What’s AI doing to information airways in conflict and crises?

AI-generated illustration from Adobe

By Helen McElhinney, Executive Director of CDAC Network

Recently, the UK Foreign Commonwealth and Development hosted a conference on the risks and opportunities of AI on humanitarian action. I kicked off my presentation on disinformation by asking the senior policymakers gathered a few questions about basic social media literacy: Can you reverse image search? Do you report concerns to platforms? The good news is most nodded. We are well over a decade into our ‘social media age’, after all. The bad news is a new dimension to this old problem has now made it much more complicated, particularly for people affected by conflict and crises.

Information can be lifesaving in a crisis

People want to know which areas are safe, where their loved ones are, where to flee or seek medical assistance, or how to access aid. The ability to do so constitutes the basic health of information airways. CDAC Network, where I’ve been Executive Director since October 2023, has long advocated for safe and trustworthy information for people in crises as a form of aid itself with early operational support dating from the Haiti crisis of 2010. We call attention to the health of information airways in crises and conflict, for support to media, and protection of communication channels to support people to make informed decisions and have their voices heard.

Evidence has been gathered that the impacts of the degradation of the information environment can be acute in conflict and crisis settings, where trust is already significantly strained. In Syria, AI-enabled bots were used to flood social media with content that spread confusion and mistrust among people caught in the conflict; in Myanmar, AI-promoted mis- and disinformation was utilised by state actors to fuel elements of genocide in 2018 and continues to be used to inflame intercommunal violence. In Tigray, Ethiopia the European Institute of Peace concluded ‘the people who suffered the brunt of the fighting became the “casualty” of misinformation, disinformation and biased reporting.’

More recently, we watched a sophisticated disinformation operation precipitate further conflict in Ukraine in February 2022, and high level contestation of narratives, enabled by AI capabilities, is underway in the Occupied Palestinian Territories. In most humanitarian crises, disinformation now runs alongside.

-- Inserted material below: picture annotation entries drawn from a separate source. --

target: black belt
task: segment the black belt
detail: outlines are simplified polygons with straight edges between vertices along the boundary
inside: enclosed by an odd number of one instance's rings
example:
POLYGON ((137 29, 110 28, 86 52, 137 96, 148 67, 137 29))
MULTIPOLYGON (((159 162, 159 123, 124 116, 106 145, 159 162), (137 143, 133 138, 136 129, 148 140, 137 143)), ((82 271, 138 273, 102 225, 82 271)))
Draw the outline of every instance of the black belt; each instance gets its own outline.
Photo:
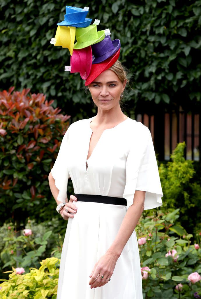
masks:
POLYGON ((103 204, 110 205, 127 205, 126 200, 122 197, 114 197, 104 195, 97 195, 92 194, 75 194, 77 201, 91 202, 101 202, 103 204))

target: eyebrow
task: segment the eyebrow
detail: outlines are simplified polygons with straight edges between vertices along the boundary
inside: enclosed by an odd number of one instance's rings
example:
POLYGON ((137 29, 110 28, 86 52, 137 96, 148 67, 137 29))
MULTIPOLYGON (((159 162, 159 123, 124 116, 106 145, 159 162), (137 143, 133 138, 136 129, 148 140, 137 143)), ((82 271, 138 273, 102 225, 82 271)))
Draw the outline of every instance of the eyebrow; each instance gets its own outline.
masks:
MULTIPOLYGON (((108 82, 107 82, 106 83, 106 84, 109 84, 109 83, 114 83, 114 82, 115 82, 115 83, 118 83, 118 81, 109 81, 108 82)), ((97 81, 93 81, 93 82, 92 82, 91 84, 94 84, 95 83, 96 84, 101 84, 101 83, 102 83, 102 82, 98 82, 97 81)))

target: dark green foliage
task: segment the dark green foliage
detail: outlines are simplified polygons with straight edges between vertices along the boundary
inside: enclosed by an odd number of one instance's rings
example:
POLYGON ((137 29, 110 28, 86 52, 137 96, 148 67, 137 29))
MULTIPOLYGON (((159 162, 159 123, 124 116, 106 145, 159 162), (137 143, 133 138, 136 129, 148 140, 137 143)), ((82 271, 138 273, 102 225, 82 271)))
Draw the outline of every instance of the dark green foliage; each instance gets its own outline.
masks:
MULTIPOLYGON (((98 30, 109 28, 112 39, 120 39, 120 60, 133 74, 135 93, 129 89, 127 97, 131 108, 143 100, 184 108, 190 103, 199 104, 201 4, 195 0, 138 0, 134 4, 125 0, 88 3, 2 0, 0 88, 30 88, 33 93, 55 98, 73 115, 89 116, 91 104, 80 89, 84 81, 79 74, 64 71, 70 64, 68 50, 50 43, 67 5, 87 5, 93 22, 101 20, 98 30)), ((53 105, 56 106, 56 101, 53 105)))
POLYGON ((201 186, 195 181, 194 161, 184 157, 185 146, 184 142, 178 144, 171 155, 172 162, 159 167, 164 195, 162 210, 180 208, 182 225, 195 238, 201 228, 201 186))

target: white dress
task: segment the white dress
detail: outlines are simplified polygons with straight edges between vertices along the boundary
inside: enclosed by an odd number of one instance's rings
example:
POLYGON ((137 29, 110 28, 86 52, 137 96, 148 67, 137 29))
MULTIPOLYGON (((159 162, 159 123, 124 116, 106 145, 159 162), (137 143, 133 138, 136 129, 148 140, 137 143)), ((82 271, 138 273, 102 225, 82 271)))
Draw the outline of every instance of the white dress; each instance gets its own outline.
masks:
POLYGON ((72 123, 51 172, 61 202, 71 178, 75 194, 123 198, 124 205, 78 201, 69 218, 61 257, 57 299, 142 299, 137 240, 134 230, 117 262, 110 281, 91 289, 89 276, 118 232, 135 190, 146 191, 144 210, 162 205, 163 194, 151 133, 128 118, 105 129, 87 160, 95 116, 72 123))

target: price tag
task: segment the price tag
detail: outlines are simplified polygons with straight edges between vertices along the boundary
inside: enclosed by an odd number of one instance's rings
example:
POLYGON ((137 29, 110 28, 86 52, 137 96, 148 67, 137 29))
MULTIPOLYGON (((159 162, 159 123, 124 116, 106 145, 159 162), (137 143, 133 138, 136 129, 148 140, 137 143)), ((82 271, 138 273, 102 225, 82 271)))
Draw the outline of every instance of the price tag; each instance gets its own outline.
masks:
POLYGON ((68 66, 68 65, 65 65, 65 68, 64 70, 64 71, 67 71, 69 72, 70 72, 71 70, 71 66, 68 66))
POLYGON ((52 45, 54 45, 56 42, 57 40, 55 38, 54 38, 54 37, 52 37, 51 39, 51 40, 50 41, 50 44, 52 44, 52 45))
POLYGON ((86 6, 85 6, 84 8, 82 10, 83 11, 86 11, 87 10, 88 10, 89 9, 89 7, 87 7, 86 6))
POLYGON ((105 29, 104 31, 105 31, 105 34, 106 36, 106 35, 110 35, 111 34, 109 28, 108 29, 105 29))
POLYGON ((100 22, 101 21, 100 20, 97 20, 96 19, 95 20, 94 22, 94 24, 96 24, 96 25, 99 25, 100 22))

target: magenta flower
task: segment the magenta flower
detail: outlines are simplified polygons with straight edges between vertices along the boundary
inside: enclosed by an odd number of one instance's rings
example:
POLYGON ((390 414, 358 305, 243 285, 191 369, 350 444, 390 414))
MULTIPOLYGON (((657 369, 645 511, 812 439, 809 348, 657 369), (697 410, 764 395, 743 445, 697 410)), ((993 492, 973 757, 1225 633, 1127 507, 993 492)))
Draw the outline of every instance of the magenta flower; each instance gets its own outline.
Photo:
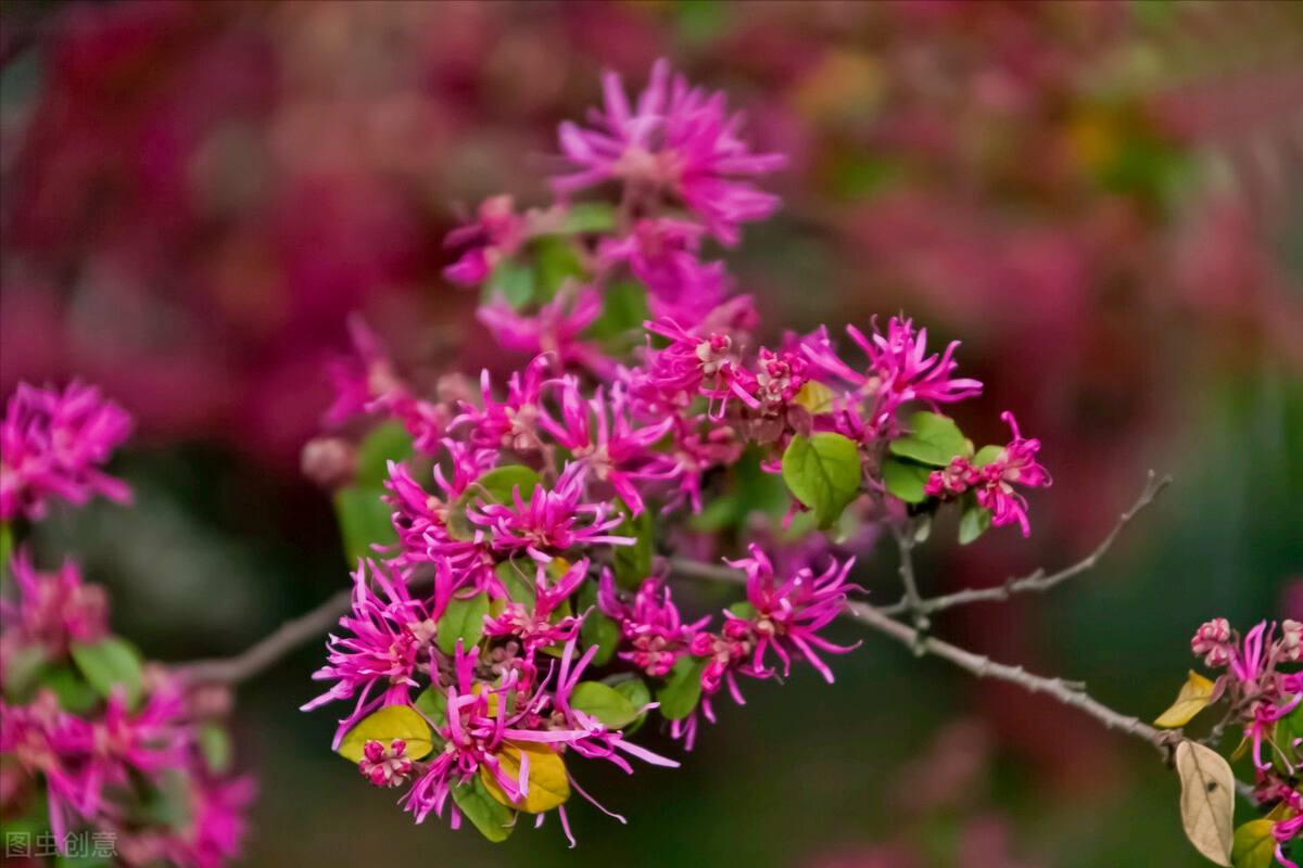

So what’s changed? AI-enabled disinformation

The creation of synthetic content is skyrocketing contributing to a growing pollution of the information environment. As of August 2023, there were around 16 million hyper-realistic fake images online. Large language models (LLMs) can generate 20 tweets in just five minutes, enabling ‘personalised persuasion’ at scale. Just recently, Google announced the integration of AI advancements in video and images, and OpenAI announced Sora which can generate video from text, making it easier than ever for anyone to produce incredibly convincing content.

Information warfare is old news. But today, sophisticated disinformation campaigns can be launched at terrifying speed and scale for a relatively low cost. These decentralised AI-enabled information operations are new. Disinformation-for-hire, often ‘computational propaganda’ by private companies, has been emerging in recent years with state and non-state actors using it to fuel tensions, influence elections and push false narratives. These efforts are often well disguised as organic content, contributing to a growing architecture of deceitful information.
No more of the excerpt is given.